The last time Mercury passed in front of the sun from Earth’s perspective was nearly a decade ago, but on May 9 Mercury will once again transit our nearest star. This is not an event to view with your naked eyes. Looking at the sun is always dangerous, and Mercury is so small (1/158 the size of the sun) that you wouldn’t be able to see it in front of the sun without optical aid anyway.

Experienced astronomers with proper solar filters on their telescopes can view the event directly, but the rest of us will have to settle for images shown online or on TV. Mercury first crosses onto the sun in the morning just before or around sunrise for much of North America. It then takes the small planet seven hours to traverse the disk of the sun before exiting in the early afternoon. Watch news and weather channels for shots of the transit or go to slooh.com for a view. The next transit of Mercury won't be until November 11, 2019.

For sky delights you can safely observe with your own eyes after sunset, try Mars, which pairs with the Full Moon on May 21. Mars’ rival, the reddish Antares (Anti-Ares) is just below Mars; Saturn marks the fourth corner in a slightly lopsided square. Mars reaches opposition on May 22, when it’s opposite the sun and visible all night. The Red Planet shines at a bright -2.1 and appears as a disk through a telescope. Mars’ closest approach to Earth is on May 30, when it's only 0.5 AU away, or 4.2 light-minutes.

The moon isn’t best to view when full, but during earlier stages when it’s already high in the sky by dark and showing its terminator (the line that divides day from night on its surface). On May 14, get out the telescope or binoculars to get a good view of an eight-day-old moon that’s 63 percent illuminated. One cool sight to see will be The Straight Wall, a fault line created by a moonquake long ago. Look near the terminator and just below the equator on the moon, inside a large crater. The wall runs north to south.
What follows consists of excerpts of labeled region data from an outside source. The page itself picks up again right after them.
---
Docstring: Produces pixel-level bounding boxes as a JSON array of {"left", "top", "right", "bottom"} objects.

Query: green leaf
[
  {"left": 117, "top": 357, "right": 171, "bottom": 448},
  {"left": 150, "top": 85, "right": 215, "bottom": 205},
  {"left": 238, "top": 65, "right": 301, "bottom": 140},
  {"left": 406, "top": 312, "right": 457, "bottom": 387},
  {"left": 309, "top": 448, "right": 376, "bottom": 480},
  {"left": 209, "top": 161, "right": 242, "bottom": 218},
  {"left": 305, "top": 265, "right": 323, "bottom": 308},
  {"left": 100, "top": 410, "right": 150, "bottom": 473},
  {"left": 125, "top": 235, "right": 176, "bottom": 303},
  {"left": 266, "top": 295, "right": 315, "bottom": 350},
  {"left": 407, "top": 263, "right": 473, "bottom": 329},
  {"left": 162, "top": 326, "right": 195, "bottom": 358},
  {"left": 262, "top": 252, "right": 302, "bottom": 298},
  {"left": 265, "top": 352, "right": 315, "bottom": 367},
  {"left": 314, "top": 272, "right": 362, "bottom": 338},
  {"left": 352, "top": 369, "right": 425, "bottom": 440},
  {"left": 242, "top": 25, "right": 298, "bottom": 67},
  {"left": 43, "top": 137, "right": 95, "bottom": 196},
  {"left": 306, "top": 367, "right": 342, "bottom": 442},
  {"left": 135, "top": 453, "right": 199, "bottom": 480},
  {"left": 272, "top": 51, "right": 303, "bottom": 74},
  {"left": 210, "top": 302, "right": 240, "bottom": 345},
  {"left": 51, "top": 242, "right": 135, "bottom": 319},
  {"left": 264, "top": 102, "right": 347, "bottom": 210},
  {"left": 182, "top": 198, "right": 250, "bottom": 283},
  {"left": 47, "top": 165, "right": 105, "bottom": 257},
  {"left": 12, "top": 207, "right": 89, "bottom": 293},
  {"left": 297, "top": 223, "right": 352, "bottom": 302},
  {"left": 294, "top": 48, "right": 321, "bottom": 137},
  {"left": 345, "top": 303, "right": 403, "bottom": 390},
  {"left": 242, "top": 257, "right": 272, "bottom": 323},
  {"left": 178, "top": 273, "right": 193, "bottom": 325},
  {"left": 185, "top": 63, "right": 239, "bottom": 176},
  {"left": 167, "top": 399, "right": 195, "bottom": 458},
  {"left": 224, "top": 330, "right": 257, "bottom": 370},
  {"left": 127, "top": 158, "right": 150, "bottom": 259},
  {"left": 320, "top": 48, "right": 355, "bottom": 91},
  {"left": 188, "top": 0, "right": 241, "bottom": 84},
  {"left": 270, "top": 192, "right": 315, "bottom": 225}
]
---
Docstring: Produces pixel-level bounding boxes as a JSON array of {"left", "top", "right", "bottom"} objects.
On this same night, the moon is close to another fabulous object to spy with binoculars or a telescope: Jupiter. Three of its moons, Io, Europa, and Ganymede, will spread out from their home planet in a line, and over the course of the early evening, Io will disappear behind the giant planet. By late evening, on the opposite side of Jupiter, Callisto and then Io will emerge from behind the planet.